(392g) Design and Tailoring the Self-Assembly of Amphiphilic Oligopeptide Nanostructures as Versatile Biomaterials for Delivery of Anticancer Drugs, Genes, or Both, for Improved Cancer Treatment

The number of clinical trials for gene therapy has increased world-wide, with 66.5% of its target were aimed at cancer therapy.As opposed to viral based delivery vector, cationic polymers offers benefits like easy manufacturing and scale up, low immunogenicity and high amount of genes it can carry. One of the major barriers in cancer treatments is drug resistance, which has lately been suggested to be the result of chromosomal alterations leading to genetic malfunctions in cancer cells. As such, delivery of siRNA or anticancer genes have been attempted to sensitize cancer cells towards anticancer drug treatments.

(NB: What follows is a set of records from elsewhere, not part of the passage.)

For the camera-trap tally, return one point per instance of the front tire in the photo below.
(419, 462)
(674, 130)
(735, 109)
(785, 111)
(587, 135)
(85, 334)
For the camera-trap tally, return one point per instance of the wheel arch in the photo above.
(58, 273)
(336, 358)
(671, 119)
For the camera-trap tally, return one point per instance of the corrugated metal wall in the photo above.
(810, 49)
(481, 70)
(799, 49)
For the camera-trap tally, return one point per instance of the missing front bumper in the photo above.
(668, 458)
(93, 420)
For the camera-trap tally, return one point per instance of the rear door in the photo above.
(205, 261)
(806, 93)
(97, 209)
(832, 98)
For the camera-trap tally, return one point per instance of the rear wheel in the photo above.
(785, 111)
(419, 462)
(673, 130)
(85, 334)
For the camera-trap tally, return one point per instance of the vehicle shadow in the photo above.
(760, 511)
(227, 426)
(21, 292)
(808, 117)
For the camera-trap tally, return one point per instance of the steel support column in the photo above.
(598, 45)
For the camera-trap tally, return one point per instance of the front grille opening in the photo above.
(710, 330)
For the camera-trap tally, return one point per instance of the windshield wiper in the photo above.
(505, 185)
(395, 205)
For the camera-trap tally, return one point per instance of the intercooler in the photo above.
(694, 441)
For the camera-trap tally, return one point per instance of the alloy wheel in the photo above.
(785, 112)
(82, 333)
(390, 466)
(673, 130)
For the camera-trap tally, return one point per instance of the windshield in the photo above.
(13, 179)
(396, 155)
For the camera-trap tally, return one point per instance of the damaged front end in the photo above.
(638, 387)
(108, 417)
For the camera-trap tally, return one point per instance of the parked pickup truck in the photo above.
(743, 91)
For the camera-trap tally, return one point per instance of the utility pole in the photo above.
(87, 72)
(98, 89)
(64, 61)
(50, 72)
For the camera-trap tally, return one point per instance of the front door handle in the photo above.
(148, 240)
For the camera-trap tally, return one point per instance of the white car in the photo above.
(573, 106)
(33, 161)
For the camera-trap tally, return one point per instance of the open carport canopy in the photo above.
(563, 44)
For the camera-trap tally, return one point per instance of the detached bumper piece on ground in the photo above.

In this study, we had designed various amphiphilic oligopeptides with different blocks to achieve different self-assembly properties desirable for different types of therapeutic cargo molecules. Versatility of oligopeptide to form a novel class of biodegradable biomaterials as carriers of therapeutics were demonstrated by tailoring different types of amino acids in the design of the carrier molecules. The oligopeptides designed contained both hydrophobic and hydrophilic amino acids to provide driving force for micellar nanoparticle formations. Various types of hydrophobic amino acids with different degrees of hydrophobicity were used to tailor different properties and strength of the hydrophobic interactions in forming the nanoparticles. On the other hand, the compositions of the amino acids in the hydrophilic block were designed based on the different therapeutic cargos to be delivered. Lysine residue was chosen to provide gene binding and protection, histidine residue was chosen to provide endosomal escape mechanism upon uptake of nanoparticles, and Glycine or Serine residues were used as neutral hydrophilic shell to encapsulate and solubilize hydrophobic drugs inside the core. Tailoring the amino acids was also shown to affect the particle stability, drug encapsulation and release properties, but without affecting gene binding capacity. This allows the use of the oligopeptide nanostructures for simultaneous delivery of drugs and genes to achieve synergistic effect for cancer treatment.